El día que los empleados de LTK encontraron sus cosas en un contenedor: "La dignidad quedó por el suelo"

La plantilla de la compañía de logística, que pegó el cerrojazo sin avisar y tirando las pertenencias de sus empleados a la basura, aplaza las movilizaciones pero no cejará en su empeño de pedir la subrogación a Alestis

Trabajadoras de LTK, durante una protesta en las instalaciones de Alestis.
Trabajadoras de LTK, durante una protesta en las instalaciones de Alestis.

La mañana que Ana, junto al resto de sus compañeros, se asomó a un contenedor cercano al lugar donde trabajaba, encontró algunos de los chalecos que utilizaba, dentro de los cuales había documentación con sus datos personales y hasta una tarjeta con la que realizaba compras. En el mismo contenedor también había fotos familiares, de hijos pequeños con sus padres, lapiceros y dibujos personalizados, medicamentos o currículum de aspirantes con todo tipo de datos.

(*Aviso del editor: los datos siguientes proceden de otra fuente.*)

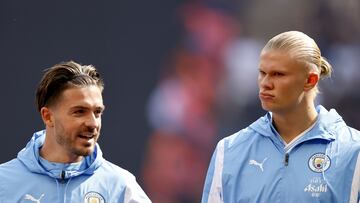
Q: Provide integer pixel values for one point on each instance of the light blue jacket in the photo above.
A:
(254, 165)
(29, 178)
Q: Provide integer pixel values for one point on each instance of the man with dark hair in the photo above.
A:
(64, 163)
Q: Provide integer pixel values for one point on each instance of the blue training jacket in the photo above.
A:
(29, 178)
(253, 165)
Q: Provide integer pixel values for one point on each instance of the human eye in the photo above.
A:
(262, 73)
(98, 112)
(78, 112)
(278, 74)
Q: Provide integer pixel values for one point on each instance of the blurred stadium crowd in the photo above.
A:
(207, 88)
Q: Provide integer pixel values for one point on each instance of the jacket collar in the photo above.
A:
(326, 125)
(30, 157)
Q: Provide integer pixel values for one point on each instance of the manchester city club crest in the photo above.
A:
(319, 162)
(93, 197)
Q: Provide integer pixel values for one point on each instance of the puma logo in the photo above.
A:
(260, 165)
(31, 198)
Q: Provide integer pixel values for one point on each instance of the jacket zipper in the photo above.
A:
(62, 176)
(286, 161)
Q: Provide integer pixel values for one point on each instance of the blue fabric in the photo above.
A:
(93, 179)
(320, 167)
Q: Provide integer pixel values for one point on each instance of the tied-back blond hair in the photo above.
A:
(303, 49)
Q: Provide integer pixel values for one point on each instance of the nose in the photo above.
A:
(92, 121)
(265, 82)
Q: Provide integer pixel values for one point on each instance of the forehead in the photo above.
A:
(86, 96)
(281, 60)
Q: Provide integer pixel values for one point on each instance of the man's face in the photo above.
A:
(281, 82)
(76, 121)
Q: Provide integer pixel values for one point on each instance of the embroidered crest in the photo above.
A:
(260, 165)
(93, 197)
(319, 162)
(33, 199)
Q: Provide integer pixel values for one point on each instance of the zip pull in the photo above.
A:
(286, 161)
(62, 176)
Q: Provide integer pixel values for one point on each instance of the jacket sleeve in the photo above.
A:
(134, 193)
(212, 192)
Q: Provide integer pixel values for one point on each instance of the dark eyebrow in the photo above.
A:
(102, 108)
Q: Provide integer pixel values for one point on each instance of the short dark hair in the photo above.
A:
(62, 76)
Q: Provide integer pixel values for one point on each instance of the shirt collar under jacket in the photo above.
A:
(325, 126)
(30, 157)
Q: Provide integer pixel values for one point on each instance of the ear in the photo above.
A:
(47, 116)
(311, 82)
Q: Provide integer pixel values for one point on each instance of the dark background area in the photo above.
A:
(179, 75)
(125, 40)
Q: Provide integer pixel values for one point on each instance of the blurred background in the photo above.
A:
(179, 75)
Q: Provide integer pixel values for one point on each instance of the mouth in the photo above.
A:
(87, 136)
(265, 96)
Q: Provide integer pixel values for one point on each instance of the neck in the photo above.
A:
(54, 153)
(291, 124)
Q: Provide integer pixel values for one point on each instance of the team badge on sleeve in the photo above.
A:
(93, 197)
(319, 162)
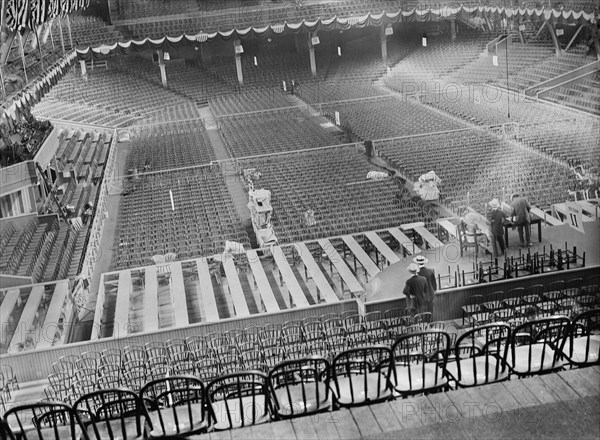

“Han sido tan torpes que gracias a eso todos los medios se han hecho eco y la gente ha visto cómo nos han tratado”, expresa Ana Marines, miembro de CCOO en el comité de empresa de LTK, la empresa de logística que trabaja para Alestis que despidió sin previo aviso a 51 trabajadores. El vídeo se viralizó en redes sociales. En él, unos cuantos empleados rebuscan en un contenedor para recuperar sus pertenencias, arrojadas a la basura por la compañía, que pegó el cerrojazo sin previo aviso. Antes muchos de los empleados ya estaban en ERTE, pero la llegada del ERE ha sido mucho más brusca y sorpresiva.

El pasado lunes se manifestaron a las puertas de las instalaciones de Alestis, impidiendo el acceso a los trabajadores, aunque tendrán que paralizar las concentraciones previstas debido a las restricciones de movilidad impuestas en Andalucía por la pandemia. “Nos han humillado. La dignidad ha quedado por el suelo”, cuenta Ana Marines. “Hay una compañera que no para de llorar, de lo duro que fue que su madre la viera en televisión buscando sus cosas en la basura. Para colmo, el marido trabajaba en la misma empresa y fue despedido en abril”, relata.

LTK da apoyo logístico al sector aeronáutico y trabaja, principalmente, para Alestis y Airbus. A principios de año fue adquirida por el grupo alemán Rhenus International especializado también en el soporte industrial a nivel mundial, aunque se excusa en la rescisión del contrato por parte de Alestis para tomar esta decisión tan drástica. Las instalaciones que ocupan en la Zona Franca de Cádiz, en el antiguo complejo de Altadis, fueron vaciadas hace dos fines de semana.

“LTK no es una empresa pequeña, forma parte de una multinacional”, recuerda Ana Marines, quien cuenta que 51 trabajadores han sido despedidos, a los que hay que sumar otros nueve que engrosaron las listas del paro apenas un mes antes de las imágenes del contenedor. En total, 60 desempleados más en la provincia, aunque la compañía ha contratado a dos personas en los últimos días. “Es indignante”, sostiene la representante del comité de empresa.

La plantilla pide a Alestis que subrogue a los empleados de LTK, que trabajaban para la empresa indirectamente, como contempla el convenio del metal y el Estatuto de los Trabajadores. “Nos sentimos abandonados y olvidados. Pedimos a la Junta que tenga una reunión con Alestis y con LTK para que lleguen a un acuerdo”, sostiene, quien recuerda que la Administración andaluza tiene participaciones en la compañía. “Queremos que nos subroguen o que nos devuelvan nuestro puesto en la empresa o en otra que venga”, incide Marines.

“No lo esperábamos, era la última salida que me hubiera imaginado después de 16 años, con lo bien que nos hemos portado con la empresa”, apunta la representante del comité, que pide a LTK “un poco de humanidad”. La noche antes de recuperar sus cosas de la basura, Ana no durmió. “Iba a ir el domingo, pero me tuve que volver por el toque de queda”, explica. Al día siguiente descubrió el peor escenario posible. “El director de Recursos Humanos nos dijo que Alestis había cortado unilateralmente el contrato y que no tenía trabajo para nosotros, que iban a hacer un ERE”, recuerda. El resto de la historia es conocida.

CCOO critica que, justificándose en la pandemia, hay empresas que han aprovechado para incrementar los ajustes en las plantillas y recuperar en parte las pérdidas que se registran en la cuenta de resultados. El sindicato asegura que los aviones pendientes de construir serán fabricados en el futuro, por lo que se está ante una “situación temporal” que debe solventarse con ERTE de larga duración o reducciones de jornada, para evitar despidos.